Nico Weißmann, der Jugendleiter des 1. FC Saarbrücken, fordert angesichts der derzeit eher mäßigen Ergebnisse der Nachwuchsteams „Geduld und Beharrlichkeit“.

Foto: Andreas Schlichter

Es war einmal – so beginnen Märchen und viele traurige Geschichten. Auch die von der Jugendabteilung des Fußball-Regionalligisten 1. FC Saarbrücken. Noch vor 15 Jahren war der FCS das Maß aller Dinge im Land. Fast jeder talentierte Spieler landete beim Club an der Camphauser Straße. Heute hängt der FCS deutlich hinterher.
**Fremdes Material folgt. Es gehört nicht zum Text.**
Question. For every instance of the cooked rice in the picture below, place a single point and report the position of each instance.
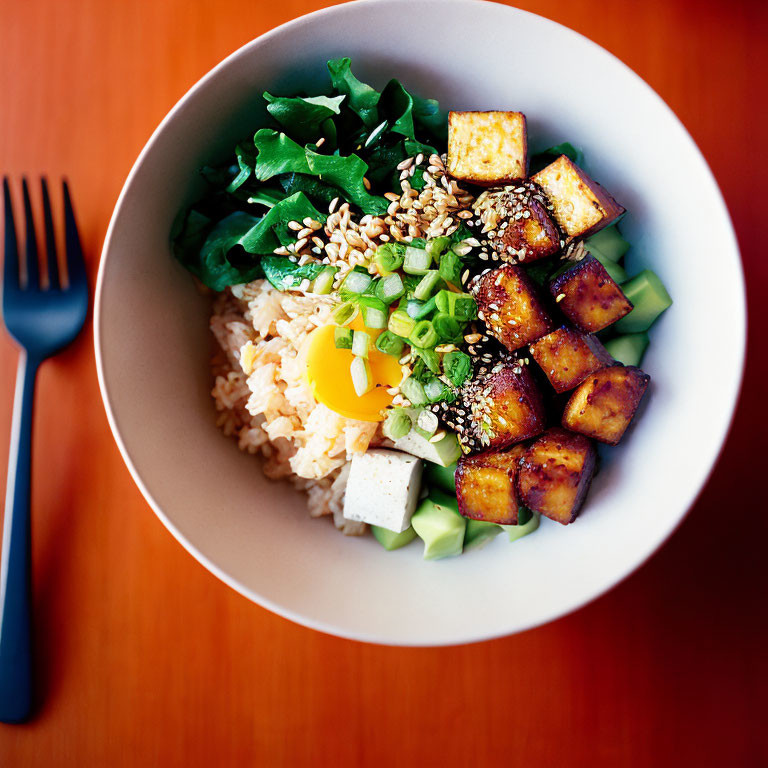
(264, 401)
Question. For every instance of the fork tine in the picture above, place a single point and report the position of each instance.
(30, 247)
(11, 265)
(50, 238)
(74, 251)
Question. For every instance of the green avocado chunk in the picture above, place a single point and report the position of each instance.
(650, 299)
(479, 533)
(628, 349)
(441, 529)
(391, 540)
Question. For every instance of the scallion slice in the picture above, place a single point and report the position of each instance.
(416, 261)
(345, 313)
(361, 343)
(390, 288)
(400, 323)
(390, 344)
(427, 286)
(342, 337)
(361, 376)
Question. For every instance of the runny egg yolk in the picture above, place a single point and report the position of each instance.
(328, 373)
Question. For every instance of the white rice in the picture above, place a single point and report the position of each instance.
(264, 400)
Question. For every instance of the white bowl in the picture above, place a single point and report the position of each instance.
(152, 343)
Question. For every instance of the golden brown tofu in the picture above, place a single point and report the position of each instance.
(516, 223)
(604, 405)
(581, 206)
(487, 148)
(485, 485)
(508, 304)
(568, 356)
(497, 408)
(587, 295)
(555, 472)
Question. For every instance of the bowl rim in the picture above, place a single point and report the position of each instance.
(467, 636)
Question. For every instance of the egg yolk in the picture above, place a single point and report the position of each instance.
(328, 373)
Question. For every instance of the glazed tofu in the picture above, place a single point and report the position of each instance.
(587, 295)
(509, 305)
(554, 474)
(517, 224)
(485, 486)
(567, 356)
(603, 406)
(581, 206)
(487, 148)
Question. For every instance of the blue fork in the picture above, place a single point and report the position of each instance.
(43, 317)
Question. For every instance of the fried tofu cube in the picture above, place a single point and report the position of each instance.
(554, 474)
(487, 148)
(485, 485)
(581, 206)
(603, 406)
(517, 224)
(567, 356)
(588, 296)
(509, 305)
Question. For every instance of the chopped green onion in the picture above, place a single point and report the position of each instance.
(450, 268)
(423, 334)
(342, 337)
(355, 284)
(323, 283)
(416, 261)
(400, 323)
(361, 376)
(389, 257)
(448, 328)
(426, 309)
(361, 343)
(397, 424)
(413, 390)
(427, 422)
(430, 357)
(435, 390)
(458, 367)
(390, 344)
(437, 246)
(345, 313)
(427, 285)
(374, 311)
(390, 288)
(459, 305)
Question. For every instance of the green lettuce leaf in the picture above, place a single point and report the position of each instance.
(361, 98)
(277, 154)
(285, 274)
(303, 117)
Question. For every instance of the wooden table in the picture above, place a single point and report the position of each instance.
(145, 659)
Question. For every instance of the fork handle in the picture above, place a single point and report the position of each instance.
(15, 569)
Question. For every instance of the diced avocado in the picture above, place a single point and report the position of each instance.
(518, 531)
(479, 533)
(391, 540)
(628, 349)
(649, 297)
(615, 271)
(443, 452)
(444, 478)
(440, 528)
(609, 242)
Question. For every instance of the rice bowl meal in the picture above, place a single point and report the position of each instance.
(420, 323)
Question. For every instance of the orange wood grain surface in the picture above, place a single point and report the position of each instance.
(145, 659)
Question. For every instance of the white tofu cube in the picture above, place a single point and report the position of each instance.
(383, 489)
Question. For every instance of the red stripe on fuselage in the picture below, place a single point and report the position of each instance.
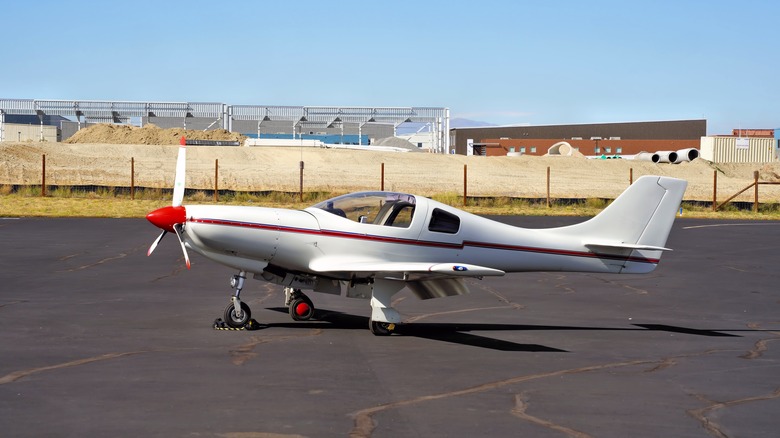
(426, 243)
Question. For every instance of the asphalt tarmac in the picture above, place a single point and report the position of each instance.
(100, 340)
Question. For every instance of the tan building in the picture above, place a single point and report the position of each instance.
(591, 139)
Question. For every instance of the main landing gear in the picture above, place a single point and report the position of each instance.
(298, 304)
(383, 317)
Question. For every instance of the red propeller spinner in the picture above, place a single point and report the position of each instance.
(165, 218)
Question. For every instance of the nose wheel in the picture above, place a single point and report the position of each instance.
(298, 304)
(381, 328)
(237, 313)
(237, 319)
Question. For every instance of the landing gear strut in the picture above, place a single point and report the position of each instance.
(299, 305)
(237, 313)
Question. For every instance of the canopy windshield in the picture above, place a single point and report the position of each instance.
(378, 208)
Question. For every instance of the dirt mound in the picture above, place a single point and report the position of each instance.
(148, 134)
(342, 170)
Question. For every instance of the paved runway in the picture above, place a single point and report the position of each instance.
(100, 340)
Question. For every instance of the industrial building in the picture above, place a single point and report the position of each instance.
(56, 120)
(609, 139)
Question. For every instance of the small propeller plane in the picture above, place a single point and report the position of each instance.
(373, 244)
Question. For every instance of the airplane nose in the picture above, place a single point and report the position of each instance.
(165, 218)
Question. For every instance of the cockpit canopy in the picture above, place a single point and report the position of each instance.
(378, 208)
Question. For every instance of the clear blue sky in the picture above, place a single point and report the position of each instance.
(503, 62)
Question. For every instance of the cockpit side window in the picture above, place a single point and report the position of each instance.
(444, 222)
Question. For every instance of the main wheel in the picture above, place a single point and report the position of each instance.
(381, 328)
(232, 320)
(301, 308)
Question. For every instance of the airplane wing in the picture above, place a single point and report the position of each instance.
(425, 280)
(402, 270)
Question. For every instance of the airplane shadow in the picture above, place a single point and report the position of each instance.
(458, 333)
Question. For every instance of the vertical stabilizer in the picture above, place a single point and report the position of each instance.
(639, 219)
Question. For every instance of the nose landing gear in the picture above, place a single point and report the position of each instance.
(237, 313)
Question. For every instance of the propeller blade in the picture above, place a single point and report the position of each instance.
(154, 244)
(181, 242)
(178, 182)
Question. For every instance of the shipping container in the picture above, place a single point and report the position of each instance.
(739, 150)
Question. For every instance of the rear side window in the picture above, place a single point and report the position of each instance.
(443, 222)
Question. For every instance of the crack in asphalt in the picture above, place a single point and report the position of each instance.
(520, 411)
(702, 414)
(99, 262)
(364, 423)
(245, 352)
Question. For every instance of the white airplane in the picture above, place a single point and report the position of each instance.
(373, 244)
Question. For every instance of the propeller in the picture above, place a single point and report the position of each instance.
(172, 218)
„Die gesamte Lage hat sich verändert. Mit den Jugendfördergemeinschaften ist die lokale Konkurrenz durchaus größer geworden“, sagte der frühere Jugendkoordinator Stephan Kling bereits vor drei Jahren. Auch dass die SV Elversberg ein Nachwuchsleistungszentrum (NLZ) aufweisen kann und der FCS nicht, spielt eine Rolle. Doch der Niedergang des FCS-Nachwuchses hat auch interne Gründe und in den vergangenen Monaten und Jahren eher an Tempo zugelegt.
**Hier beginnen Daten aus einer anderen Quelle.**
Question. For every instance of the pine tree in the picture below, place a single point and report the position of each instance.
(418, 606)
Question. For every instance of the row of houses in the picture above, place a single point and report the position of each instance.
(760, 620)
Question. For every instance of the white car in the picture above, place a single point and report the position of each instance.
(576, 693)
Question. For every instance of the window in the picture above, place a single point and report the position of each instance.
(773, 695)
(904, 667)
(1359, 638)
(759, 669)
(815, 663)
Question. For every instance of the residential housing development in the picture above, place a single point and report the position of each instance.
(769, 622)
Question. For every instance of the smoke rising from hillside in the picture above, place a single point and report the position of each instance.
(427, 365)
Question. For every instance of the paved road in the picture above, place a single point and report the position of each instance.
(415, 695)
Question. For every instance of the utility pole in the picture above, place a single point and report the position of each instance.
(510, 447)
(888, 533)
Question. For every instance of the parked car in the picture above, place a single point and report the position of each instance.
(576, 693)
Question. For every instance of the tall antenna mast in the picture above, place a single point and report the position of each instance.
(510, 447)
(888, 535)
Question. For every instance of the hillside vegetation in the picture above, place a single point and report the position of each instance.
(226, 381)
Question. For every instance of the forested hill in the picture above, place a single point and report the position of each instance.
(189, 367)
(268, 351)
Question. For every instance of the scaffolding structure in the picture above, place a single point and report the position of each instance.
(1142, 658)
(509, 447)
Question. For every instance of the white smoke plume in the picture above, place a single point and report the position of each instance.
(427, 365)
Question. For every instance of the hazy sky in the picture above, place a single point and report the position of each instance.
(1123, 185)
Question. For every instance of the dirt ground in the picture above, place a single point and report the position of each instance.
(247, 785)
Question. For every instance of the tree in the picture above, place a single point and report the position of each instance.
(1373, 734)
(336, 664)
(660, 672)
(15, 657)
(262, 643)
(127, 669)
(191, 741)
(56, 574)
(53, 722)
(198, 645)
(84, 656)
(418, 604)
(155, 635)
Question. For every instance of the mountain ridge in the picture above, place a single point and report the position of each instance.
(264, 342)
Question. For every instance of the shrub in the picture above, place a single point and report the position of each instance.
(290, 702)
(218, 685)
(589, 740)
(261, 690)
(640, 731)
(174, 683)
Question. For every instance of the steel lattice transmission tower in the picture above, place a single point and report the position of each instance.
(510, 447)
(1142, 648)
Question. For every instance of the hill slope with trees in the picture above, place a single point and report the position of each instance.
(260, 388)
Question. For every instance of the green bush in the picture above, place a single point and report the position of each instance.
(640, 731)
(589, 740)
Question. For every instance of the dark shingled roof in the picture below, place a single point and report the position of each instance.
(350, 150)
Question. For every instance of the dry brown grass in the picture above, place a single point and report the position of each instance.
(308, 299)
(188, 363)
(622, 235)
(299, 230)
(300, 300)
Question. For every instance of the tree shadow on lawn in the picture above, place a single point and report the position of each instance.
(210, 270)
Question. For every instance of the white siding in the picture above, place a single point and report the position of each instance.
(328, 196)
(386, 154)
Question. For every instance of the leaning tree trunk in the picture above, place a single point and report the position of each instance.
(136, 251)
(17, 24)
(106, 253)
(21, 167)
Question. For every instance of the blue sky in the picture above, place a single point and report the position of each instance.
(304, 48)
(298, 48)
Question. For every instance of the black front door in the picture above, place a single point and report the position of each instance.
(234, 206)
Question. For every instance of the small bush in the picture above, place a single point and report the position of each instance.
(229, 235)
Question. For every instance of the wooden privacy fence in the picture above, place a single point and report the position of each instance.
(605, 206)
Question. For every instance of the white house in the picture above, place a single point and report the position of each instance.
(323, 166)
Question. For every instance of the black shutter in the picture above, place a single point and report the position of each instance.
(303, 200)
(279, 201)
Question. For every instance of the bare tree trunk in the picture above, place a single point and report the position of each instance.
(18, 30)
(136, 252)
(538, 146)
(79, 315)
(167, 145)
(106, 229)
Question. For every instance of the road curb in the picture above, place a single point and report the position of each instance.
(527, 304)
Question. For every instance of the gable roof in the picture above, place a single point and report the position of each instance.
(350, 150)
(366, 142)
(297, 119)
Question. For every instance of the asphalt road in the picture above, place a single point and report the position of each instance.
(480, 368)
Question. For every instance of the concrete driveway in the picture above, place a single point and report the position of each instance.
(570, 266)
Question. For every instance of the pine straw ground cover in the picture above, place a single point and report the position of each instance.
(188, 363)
Rückblende: Unter dem damaligen Jugendleiter Jan Berger gelang im Sommer 2014 der U17 mit Trainer Jörg Schampel und der U19 mit Trainer Bernd Rohrbacher der Aufstieg in die jeweilige Bundesliga. Im Jahr darauf schaffte Rohrbacher das bis dahin nicht Dagewesene: Eine saarländische Jungen-Mannschaft erreichte den Verbleib in der höchsten Spielklasse. Von den damaligen Akteuren spielt nur noch Jordan Steiner beim FCS. Sportlich war Bergers Arbeit erfolgreich, im administrativen Bereich lag vieles im Argen. Nach SZ-Informationen war etwa das Handschuhfach eines Kleinbusses monatelang der Aufbewahrungsort von Dutzenden von Belegen und Rechnungen.
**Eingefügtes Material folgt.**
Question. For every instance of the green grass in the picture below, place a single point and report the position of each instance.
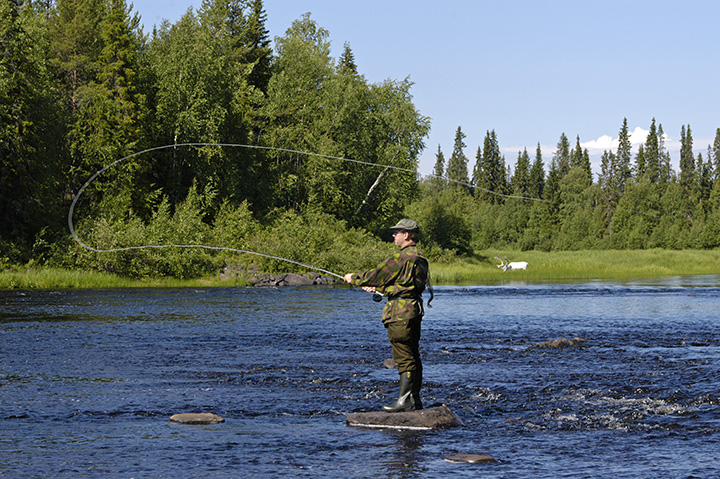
(477, 269)
(577, 265)
(56, 278)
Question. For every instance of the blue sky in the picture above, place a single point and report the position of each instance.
(528, 69)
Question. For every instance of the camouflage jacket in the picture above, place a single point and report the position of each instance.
(402, 278)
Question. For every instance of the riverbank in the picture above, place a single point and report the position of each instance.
(578, 265)
(477, 269)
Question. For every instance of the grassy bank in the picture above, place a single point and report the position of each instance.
(478, 269)
(55, 278)
(578, 265)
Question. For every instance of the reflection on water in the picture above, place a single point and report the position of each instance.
(88, 380)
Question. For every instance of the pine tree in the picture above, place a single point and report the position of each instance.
(255, 38)
(438, 179)
(715, 156)
(77, 43)
(623, 158)
(521, 178)
(581, 159)
(687, 160)
(537, 175)
(457, 170)
(652, 155)
(561, 159)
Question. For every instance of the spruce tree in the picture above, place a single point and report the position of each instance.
(521, 177)
(561, 159)
(687, 160)
(623, 159)
(457, 170)
(537, 175)
(438, 179)
(652, 155)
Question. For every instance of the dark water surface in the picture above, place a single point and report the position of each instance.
(88, 380)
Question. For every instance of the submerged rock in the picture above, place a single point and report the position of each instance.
(470, 458)
(558, 343)
(197, 418)
(252, 276)
(439, 417)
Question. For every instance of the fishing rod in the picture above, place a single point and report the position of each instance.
(71, 226)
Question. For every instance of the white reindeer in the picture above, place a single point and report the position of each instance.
(505, 265)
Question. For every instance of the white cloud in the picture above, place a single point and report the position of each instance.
(605, 142)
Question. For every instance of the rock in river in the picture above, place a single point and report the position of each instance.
(439, 417)
(197, 418)
(558, 343)
(470, 458)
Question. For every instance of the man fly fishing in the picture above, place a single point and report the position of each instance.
(402, 278)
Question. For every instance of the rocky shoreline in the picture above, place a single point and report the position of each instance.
(252, 276)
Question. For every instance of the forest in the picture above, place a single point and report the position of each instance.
(227, 141)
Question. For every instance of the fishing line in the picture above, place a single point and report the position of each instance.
(226, 248)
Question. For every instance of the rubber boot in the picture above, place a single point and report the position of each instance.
(416, 385)
(405, 400)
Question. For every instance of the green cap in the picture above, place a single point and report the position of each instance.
(406, 225)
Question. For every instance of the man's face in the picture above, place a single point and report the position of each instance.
(400, 237)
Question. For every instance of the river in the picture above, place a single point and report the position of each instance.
(89, 379)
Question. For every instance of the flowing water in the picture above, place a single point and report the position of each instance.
(88, 380)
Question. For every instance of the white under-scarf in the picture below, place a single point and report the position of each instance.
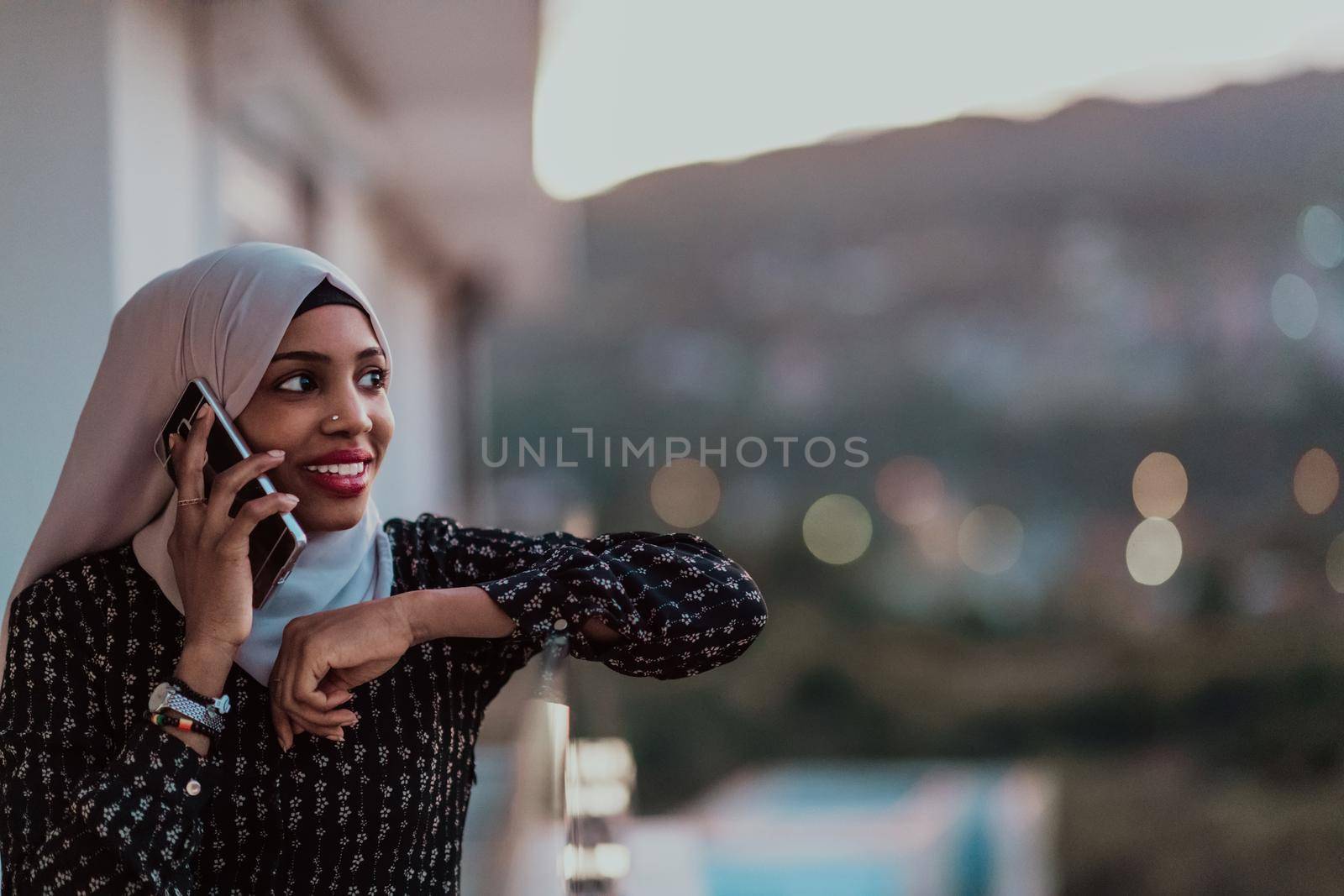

Unter Kling war zumindest dieser organisatorische Bereich kein Problem mehr. Daneben wurde vom damaligen Sportdirektor Milan Sasic ein Paradigmen-Wechsel eingeleitet. Die U23 wurde abgemeldet, das frei gewordene Geld in die U19 gesteckt. Statt Spieler aus der Großregion zu holen, wurden Talente aus der halben Republik angekarrt. Darunter auch Eduard Löwen. Den hielten die Verantwortlichen damals für nicht gut genug für die Profis. Heute spielt Löwen beim 1. FC Nürnberg in der 2. Liga und soll auf der Einkaufliste des FC Schalke 04 stehen.

„Wir können nicht jeden halten“, sagt Saarbrückens aktueller Sportdirektor Marcus Mann, auch im Hinblick auf den talentierten Stürmer Luca Schuler, der den Verein zum Ende dieser Saison in Richtung 1. FC Köln verlassen wird. „Solange wir kein NLZ haben, können wir Jugendspieler halt nicht mit Verträgen ausstatten“, sagt Mann, der zwar sieht, dass in der Jugend derzeit vieles nicht gut läuft, es aber anders formuliert: „Natürlich wollen wir perspektivisch bessere Ergebnisse erzielen. Aber wir sind in der Jugendabteilung gut aufgestellt.“

Vom Vizepräsidenten Dieter Ferner an die Spitze der Abteilung gestellt wurde vor fast 18 Monaten Nico Weißmann. Mit dem Gymnasiallehrer verbanden viele die Hoffnung, sportlichen Erfolg und klare Organisation vereinen zu können.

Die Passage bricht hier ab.